Another eye opener is to keep an eye out for old cattle and horse yards made from old tree timbers. Out here feral horses, or Brumbies, cause a huge amount of damage to local waterholes, swamps and grazing land. These animals that can weigh up to 800kg make their way across the land leaving damage caused by their hoofs in soft ground that can take years to recover. It is possible even to see old fences made from old saplings where it is too steep to drive steel poles or dig into the rocky steep terrain- all part of living in this area. 

Oakwood Fire Trail soon emerges into some steep grazing land where you may need 4wd again to climb to the top if there has been any moisture recently. It is evident that this is a working cattle station, and as before- better to respect where you are and slow down as you pass through here, than have this area closed off. A friendly wave never goes astray out here, or better still- stop and say hi if you see a station worker nearby. This just adheres the friendship that can be had out here, and if lucky like we were- you will find out some great local history, local hotspots and any local information that may be handy at the time. We were lucky enough to come across an old cow cocky that shared some information, we were now on a property called pretty Valley that had been in his family for near 150 years, now thats dedication.

After passing through Pretty Valley and its surrounds the roads soon turn to fairly good station roads then into main thoroughfare roads where 4wd isn't needed any more. Travelling the last 10km along Pretty Valley Road will have you passing fertile grazing land holding sheep and a few cattle. Soon you will unfortunately hit a dreaded tar road, in which the old celtic town of Glen Innes lies some 20 km to right from here. 

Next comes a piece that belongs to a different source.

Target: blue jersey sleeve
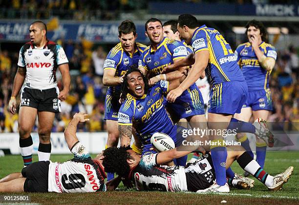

This is one of those trips where you traverse above the 1000 metres above sea level mark for the entire drive, yet so close to the coastal strip of northern NSW and the beach dwellers. It is possible to do this trip in winter and you can nearly be assured of either a darn good frost or if you are lucky some snow- but be warned this is granite country and it gets bitterly cold here in the cooler months. If your thinking about a few days away why not explore the Glen Innes region away from the coast, and you never know what you will find and you may come back for more.